L’alerte est contenue dans son feuillet hebdomadaire d’informations, publié le 9 décembre 2025, à la veille du 77ᵉ anniversaire de la Déclaration universelle des droits de l’homme DUDH.

Selon l’ICJP, citant le Bureau conjoint des Nations-unies aux Droits de l’Homme, 535 violations et atteintes aux droits humains ont été recensées en juillet 2025 en RDC. Le chiffre représente une hausse de 6 % par rapport au mois de juin.

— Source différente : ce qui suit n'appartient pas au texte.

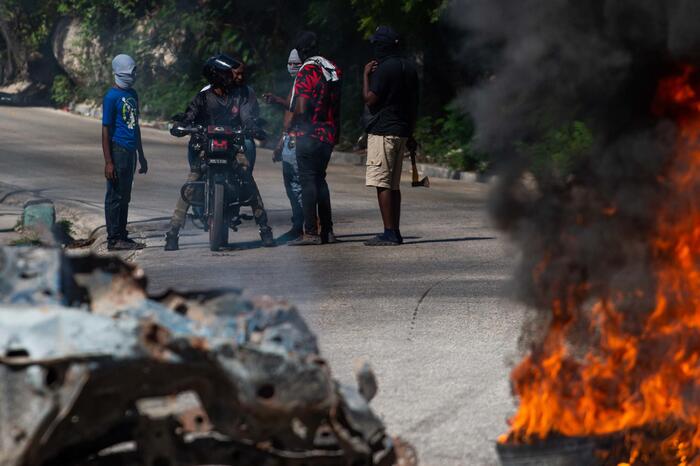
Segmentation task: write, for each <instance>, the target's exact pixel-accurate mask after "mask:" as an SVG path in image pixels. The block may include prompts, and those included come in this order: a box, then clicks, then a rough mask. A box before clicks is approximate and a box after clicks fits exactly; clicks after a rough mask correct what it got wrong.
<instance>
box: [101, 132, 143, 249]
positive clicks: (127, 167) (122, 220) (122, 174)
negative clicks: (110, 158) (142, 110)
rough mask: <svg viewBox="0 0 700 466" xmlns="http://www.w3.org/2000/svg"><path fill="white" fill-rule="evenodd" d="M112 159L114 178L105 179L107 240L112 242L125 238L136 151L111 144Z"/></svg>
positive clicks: (133, 173)
mask: <svg viewBox="0 0 700 466" xmlns="http://www.w3.org/2000/svg"><path fill="white" fill-rule="evenodd" d="M112 161H113V162H114V171H115V172H116V174H117V177H116V179H114V180H107V194H106V195H105V223H106V225H107V241H112V242H113V241H117V240H119V239H125V238H126V236H127V232H126V222H127V218H128V216H129V202H130V201H131V186H132V185H133V184H134V171H136V151H135V150H128V149H125V148H123V147H121V146H119V145H117V144H112Z"/></svg>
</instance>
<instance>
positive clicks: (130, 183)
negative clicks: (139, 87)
mask: <svg viewBox="0 0 700 466" xmlns="http://www.w3.org/2000/svg"><path fill="white" fill-rule="evenodd" d="M112 70H113V71H114V82H115V84H114V86H113V87H112V88H111V89H110V90H109V91H107V94H105V96H104V100H103V102H102V152H103V154H104V158H105V178H107V194H106V195H105V222H106V224H107V249H109V250H110V251H120V250H132V249H142V248H144V247H145V245H144V244H143V243H137V242H136V241H134V240H132V239H131V238H129V235H128V232H127V231H126V223H127V217H128V214H129V201H131V186H132V185H133V182H134V172H135V171H136V159H137V156H138V161H139V166H140V168H139V173H146V172H148V162H147V161H146V157H145V156H144V154H143V147H142V145H141V129H140V128H139V96H138V94H137V93H136V91H135V90H133V89H132V88H131V86H133V84H134V80H135V78H136V62H134V59H133V58H131V57H130V56H128V55H124V54H122V55H117V56H116V57H114V60H112Z"/></svg>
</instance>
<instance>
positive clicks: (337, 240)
mask: <svg viewBox="0 0 700 466" xmlns="http://www.w3.org/2000/svg"><path fill="white" fill-rule="evenodd" d="M321 241H322V242H323V244H336V243H342V241H340V240H339V239H338V237H337V236H335V233H333V230H331V231H322V232H321Z"/></svg>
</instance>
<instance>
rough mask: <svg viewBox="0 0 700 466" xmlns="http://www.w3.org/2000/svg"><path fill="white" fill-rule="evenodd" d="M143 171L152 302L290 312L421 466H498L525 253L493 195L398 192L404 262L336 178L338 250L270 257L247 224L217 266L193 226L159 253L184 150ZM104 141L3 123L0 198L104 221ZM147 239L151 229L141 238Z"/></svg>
mask: <svg viewBox="0 0 700 466" xmlns="http://www.w3.org/2000/svg"><path fill="white" fill-rule="evenodd" d="M143 138H144V149H145V152H146V156H147V158H148V160H149V166H150V171H149V173H148V174H147V175H145V176H143V175H137V176H136V181H135V186H134V191H133V195H132V211H131V215H130V220H131V221H134V222H136V223H134V225H133V227H132V230H133V231H134V232H135V234H136V235H137V236H141V237H142V238H144V239H145V241H146V242H147V244H148V247H147V249H145V250H144V251H143V252H141V253H140V254H138V256H137V257H136V260H137V262H138V263H139V264H140V265H141V266H142V267H143V268H144V269H145V270H146V273H147V274H148V276H149V279H150V285H149V287H150V288H149V289H150V291H151V292H153V293H158V292H160V291H163V290H165V289H167V288H169V287H176V288H179V289H202V288H209V287H224V286H225V287H242V288H245V289H246V290H247V291H248V292H250V293H251V294H267V295H272V296H276V297H283V298H286V299H288V300H289V301H290V302H292V303H294V304H296V305H297V306H298V307H299V309H300V310H301V312H302V314H303V315H304V317H305V318H306V319H307V322H308V323H309V325H310V326H311V328H312V329H313V330H314V331H315V332H316V334H317V335H318V338H319V342H320V346H321V349H322V352H323V354H324V356H325V357H326V358H327V359H328V361H329V362H330V364H331V367H332V368H333V371H334V373H335V375H336V377H338V378H339V379H341V380H342V381H344V382H347V383H353V382H354V377H353V372H352V368H353V363H354V362H355V361H356V360H358V359H361V358H366V359H368V360H369V361H370V362H371V364H372V366H373V368H374V369H375V372H376V374H377V377H378V380H379V384H380V390H379V394H378V395H377V398H376V399H375V400H374V401H373V403H372V404H373V407H374V409H375V410H376V411H377V412H378V413H379V414H380V415H381V416H382V417H383V419H384V420H385V422H386V423H387V426H388V429H389V431H390V432H391V433H392V434H395V435H400V436H401V437H403V438H405V439H406V440H408V441H409V442H410V443H412V444H413V445H414V446H415V447H416V448H417V450H418V453H419V457H420V460H421V464H424V465H434V466H443V465H478V466H481V465H484V466H486V465H495V464H498V461H497V458H496V455H495V451H494V445H495V441H496V438H497V436H498V435H499V434H501V433H502V432H503V431H504V430H505V429H506V418H507V417H508V416H509V415H510V414H511V413H512V412H513V402H512V399H511V396H510V393H509V387H508V371H509V369H508V361H512V360H513V358H514V357H515V347H516V341H517V339H518V334H519V331H520V324H521V321H522V311H521V310H520V309H519V308H518V307H517V306H516V305H515V304H513V303H512V302H511V301H510V300H509V299H508V295H509V293H510V288H511V284H510V281H509V276H510V273H511V270H512V268H513V264H514V260H515V259H514V258H515V252H514V251H513V250H512V249H511V248H510V247H509V246H508V244H507V243H506V241H505V240H504V239H502V238H500V237H499V234H498V233H497V232H495V231H494V230H493V229H492V228H491V227H490V226H489V221H488V216H487V215H486V212H485V205H486V199H487V195H488V186H487V185H484V184H477V183H462V182H455V181H447V180H431V181H432V186H431V188H430V189H422V188H411V187H410V180H408V181H409V183H408V184H404V186H405V189H404V190H403V196H404V204H403V217H402V232H403V235H404V237H405V238H406V244H405V245H404V246H402V247H385V248H369V247H366V246H364V245H363V244H362V241H364V240H365V239H368V238H370V237H371V236H372V235H373V234H375V233H376V232H378V230H379V228H380V219H379V214H378V210H377V206H376V197H375V194H374V192H373V191H372V190H370V189H367V188H365V187H364V184H363V168H362V167H356V166H349V165H331V167H330V169H329V185H330V187H331V195H332V202H333V209H334V220H335V231H336V233H337V234H338V235H339V236H340V239H342V240H343V241H344V242H343V243H342V244H337V245H324V246H316V247H304V248H295V247H288V246H280V247H277V248H274V249H266V248H261V247H260V245H259V242H258V240H259V238H258V235H257V229H256V228H255V225H254V224H253V223H252V222H248V223H246V224H244V225H243V227H242V229H241V231H239V232H237V233H234V232H232V233H231V235H230V240H231V242H232V243H233V244H232V245H231V248H230V250H227V251H225V252H219V253H212V252H210V251H209V249H208V244H207V236H206V234H204V233H203V232H201V231H199V230H196V229H194V228H193V227H192V226H191V225H190V224H189V223H188V226H187V228H186V229H185V230H184V231H183V237H182V238H181V250H180V251H177V252H170V253H166V252H164V251H163V249H162V248H163V236H162V235H163V232H162V231H156V230H155V229H154V227H152V225H155V224H157V222H156V223H154V221H156V220H158V219H161V222H162V219H165V218H167V217H169V216H170V215H171V213H172V208H173V207H174V205H175V201H176V196H177V195H178V191H179V187H180V185H181V183H182V181H183V180H184V178H185V176H186V173H187V163H186V160H185V159H186V155H185V151H186V145H185V141H184V140H177V139H175V138H173V137H171V136H170V135H168V134H167V133H166V132H163V131H157V130H151V129H147V128H144V129H143ZM270 158H271V153H270V152H269V151H267V150H259V151H258V161H257V165H256V168H255V177H256V180H257V182H258V185H259V186H260V189H261V192H262V196H263V200H264V202H265V205H266V207H267V209H268V213H269V215H270V218H271V226H272V227H273V229H274V231H275V233H276V235H279V234H281V233H283V232H284V231H286V230H287V229H288V227H289V225H288V221H289V216H290V211H289V204H288V201H287V198H286V196H285V194H284V187H283V185H282V176H281V167H280V166H279V165H274V164H273V163H272V162H271V160H270ZM102 169H103V162H102V155H101V146H100V125H99V122H98V121H96V120H93V119H89V118H84V117H78V116H74V115H70V114H67V113H63V112H58V111H53V110H49V109H33V108H26V109H19V108H12V107H0V182H5V183H11V184H14V185H18V186H21V187H25V188H27V189H32V190H36V191H41V193H42V194H43V195H45V196H48V197H51V198H54V199H58V198H61V199H72V200H73V201H75V202H79V203H80V204H81V205H83V206H84V208H85V209H86V212H92V213H93V214H100V213H101V209H102V202H103V199H104V178H103V174H102ZM139 225H151V227H150V228H139Z"/></svg>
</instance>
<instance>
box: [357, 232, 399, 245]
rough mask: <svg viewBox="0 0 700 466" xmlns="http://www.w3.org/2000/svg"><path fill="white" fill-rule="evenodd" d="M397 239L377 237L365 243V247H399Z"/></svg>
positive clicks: (375, 237) (384, 235)
mask: <svg viewBox="0 0 700 466" xmlns="http://www.w3.org/2000/svg"><path fill="white" fill-rule="evenodd" d="M400 245H401V243H400V242H399V240H398V239H394V238H389V237H387V236H385V235H383V234H382V235H377V236H375V237H374V238H372V239H368V240H367V241H365V246H400Z"/></svg>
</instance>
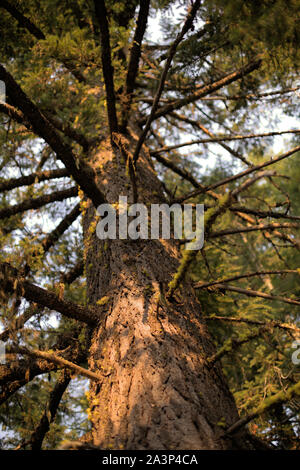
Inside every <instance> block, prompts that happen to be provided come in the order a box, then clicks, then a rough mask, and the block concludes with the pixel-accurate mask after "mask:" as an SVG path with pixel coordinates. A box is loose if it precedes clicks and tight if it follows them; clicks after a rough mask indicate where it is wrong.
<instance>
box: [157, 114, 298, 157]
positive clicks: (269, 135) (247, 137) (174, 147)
mask: <svg viewBox="0 0 300 470" xmlns="http://www.w3.org/2000/svg"><path fill="white" fill-rule="evenodd" d="M184 121H185V122H191V120H190V119H185V120H184ZM199 128H201V130H203V132H205V133H206V134H209V131H208V130H207V129H205V127H204V126H202V125H201V124H199ZM299 133H300V130H299V129H294V130H288V131H278V132H265V133H262V134H247V135H232V136H224V137H212V138H211V139H197V140H190V141H188V142H183V143H181V144H177V145H170V146H165V147H162V148H160V149H158V150H154V151H153V152H151V155H152V156H156V155H157V154H158V153H163V152H169V151H170V150H175V149H179V148H182V147H187V146H189V145H196V144H210V143H222V142H226V141H234V140H246V139H257V138H260V137H272V136H276V135H283V134H299ZM210 134H211V133H210ZM212 135H213V134H211V136H212ZM224 148H226V150H228V152H229V151H231V150H232V149H230V150H229V147H227V146H226V147H224ZM239 158H240V157H239ZM240 159H241V160H242V161H243V162H244V163H247V165H249V162H247V161H245V159H243V158H240Z"/></svg>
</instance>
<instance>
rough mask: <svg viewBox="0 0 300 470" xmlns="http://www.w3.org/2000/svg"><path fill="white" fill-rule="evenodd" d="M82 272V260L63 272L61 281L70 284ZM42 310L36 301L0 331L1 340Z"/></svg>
mask: <svg viewBox="0 0 300 470" xmlns="http://www.w3.org/2000/svg"><path fill="white" fill-rule="evenodd" d="M82 274H83V261H82V260H80V261H78V263H77V264H76V265H75V266H74V267H73V268H72V269H70V271H68V272H66V273H64V274H62V276H61V282H62V283H64V284H67V285H70V284H72V282H74V281H75V280H76V279H77V278H78V277H79V276H81V275H82ZM41 312H42V309H41V308H40V307H39V306H38V305H36V304H35V303H33V304H32V305H30V306H29V307H28V308H27V309H26V310H25V312H24V313H23V314H22V315H20V316H18V317H17V318H14V319H13V321H12V323H11V325H10V327H9V328H7V329H6V330H4V331H2V333H0V341H7V339H8V338H9V337H10V335H12V336H13V335H14V333H15V331H17V330H20V329H21V328H23V326H24V325H25V323H26V322H27V321H28V320H30V318H32V317H33V316H34V315H37V314H40V313H41Z"/></svg>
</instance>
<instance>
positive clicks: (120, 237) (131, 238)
mask: <svg viewBox="0 0 300 470" xmlns="http://www.w3.org/2000/svg"><path fill="white" fill-rule="evenodd" d="M97 214H98V215H99V216H100V217H101V220H100V221H99V222H98V224H97V226H96V234H97V236H98V238H100V239H101V240H105V239H110V240H116V239H117V238H119V239H120V240H126V239H129V238H130V239H131V240H138V239H141V240H148V239H151V240H157V239H159V238H161V239H166V240H169V239H170V238H172V237H173V238H175V239H178V240H186V243H185V249H186V250H200V249H201V248H202V247H203V244H204V205H203V204H184V205H183V206H181V205H180V204H173V205H172V206H169V205H168V204H150V205H149V207H147V205H145V204H140V203H136V204H131V205H128V202H127V196H119V202H118V203H117V204H101V205H100V206H99V207H98V208H97Z"/></svg>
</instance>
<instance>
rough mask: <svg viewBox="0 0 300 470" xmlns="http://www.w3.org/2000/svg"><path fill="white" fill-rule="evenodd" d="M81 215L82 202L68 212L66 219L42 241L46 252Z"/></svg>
mask: <svg viewBox="0 0 300 470" xmlns="http://www.w3.org/2000/svg"><path fill="white" fill-rule="evenodd" d="M79 216H80V204H77V205H76V206H75V207H74V208H73V209H72V210H71V212H69V214H67V215H66V216H65V217H64V219H63V220H62V221H61V222H60V223H59V224H58V225H57V227H55V229H54V230H53V231H52V232H50V233H49V234H48V235H47V236H46V237H45V238H44V240H43V241H42V247H43V250H44V253H46V252H47V251H49V250H50V248H51V247H52V246H53V245H55V243H56V242H57V241H58V240H59V238H60V237H61V235H63V234H64V233H65V232H66V230H68V228H69V227H70V226H71V225H72V223H73V222H74V221H75V220H76V219H77V218H78V217H79Z"/></svg>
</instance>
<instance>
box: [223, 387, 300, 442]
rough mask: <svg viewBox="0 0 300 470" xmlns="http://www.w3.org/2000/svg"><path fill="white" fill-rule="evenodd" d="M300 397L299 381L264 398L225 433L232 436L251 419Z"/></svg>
mask: <svg viewBox="0 0 300 470" xmlns="http://www.w3.org/2000/svg"><path fill="white" fill-rule="evenodd" d="M299 396H300V381H299V382H297V383H296V384H295V385H293V386H292V387H289V388H288V389H287V390H281V391H280V392H278V393H276V394H275V395H272V396H270V397H268V398H266V399H265V400H264V401H263V402H262V403H261V404H260V405H259V406H258V407H257V408H256V410H255V411H253V412H252V413H250V414H249V415H248V416H245V417H244V418H242V419H239V420H238V421H237V422H236V423H234V424H232V425H231V426H230V427H229V428H228V429H227V431H226V434H233V433H235V432H237V431H238V430H239V429H241V428H242V427H244V426H245V425H246V424H248V423H250V421H252V420H253V419H255V418H257V417H258V416H260V415H262V414H263V413H265V412H266V411H269V410H270V409H271V408H273V407H274V406H276V405H278V404H280V403H286V402H288V401H290V400H292V399H293V398H294V397H299Z"/></svg>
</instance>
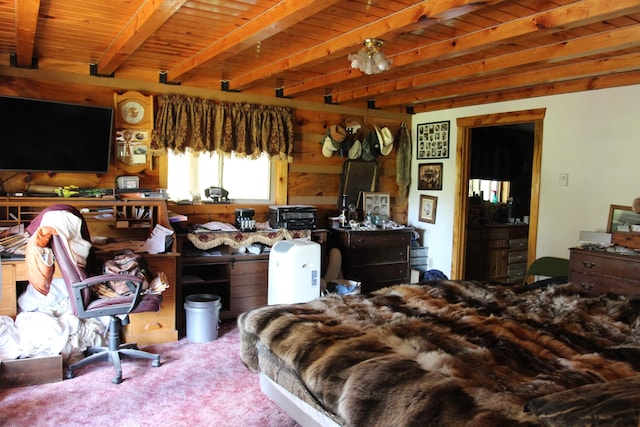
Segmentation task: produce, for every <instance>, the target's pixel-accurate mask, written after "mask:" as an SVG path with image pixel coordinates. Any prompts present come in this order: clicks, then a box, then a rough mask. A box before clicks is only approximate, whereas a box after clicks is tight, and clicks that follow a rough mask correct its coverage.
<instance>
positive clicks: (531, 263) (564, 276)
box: [524, 256, 569, 283]
mask: <svg viewBox="0 0 640 427" xmlns="http://www.w3.org/2000/svg"><path fill="white" fill-rule="evenodd" d="M568 275H569V260H568V259H566V258H558V257H550V256H549V257H541V258H538V259H536V260H535V261H533V262H532V263H531V265H530V266H529V268H528V269H527V274H526V275H525V278H524V282H525V283H526V282H527V280H528V279H529V277H531V276H544V277H567V276H568Z"/></svg>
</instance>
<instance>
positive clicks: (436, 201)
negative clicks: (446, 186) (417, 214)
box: [418, 195, 438, 224]
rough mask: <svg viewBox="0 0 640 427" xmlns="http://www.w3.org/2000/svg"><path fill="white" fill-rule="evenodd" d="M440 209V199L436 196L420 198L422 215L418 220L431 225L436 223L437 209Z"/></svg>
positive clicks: (421, 212) (420, 216)
mask: <svg viewBox="0 0 640 427" xmlns="http://www.w3.org/2000/svg"><path fill="white" fill-rule="evenodd" d="M437 207H438V198H437V197H436V196H424V195H421V196H420V213H419V215H418V219H419V220H420V221H422V222H428V223H429V224H435V223H436V208H437Z"/></svg>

Le Nord-Kivu et Sud-Kivu concentrent près de 87 % de ces cas, précise le communiqué.

Selon les chiffres cités dans le feuillet, plus de 9 000 personnes ont été tuées. La RDC compte près de 700 000 réfugiés, plus de 7 millions de déplacés internes et 11 444 victimes de violences sexuelles au Sud-Kivu.

L’ICJP souligne que les Accords de paix de Doha et de Washington n’intègrent pas la question de la justice ni celle des victimes. Elle estime que cette omission compromet la paix durable.

Dans ce contexte sécuritaire, le coordonnateur de l’ICJP, Raphaël Wakenge, affirme que les défenseurs des droits humains évoluent « entre le marteau et l’enclume ».

Il appelle les acteurs de la société civile, les médias et les mouvements citoyens à la prudence et à la vigilance.

Proclamée le 10 décembre 1948 à Paris, la Déclaration universelle des droits de l’homme demeure la référence internationale en matière de droits humains.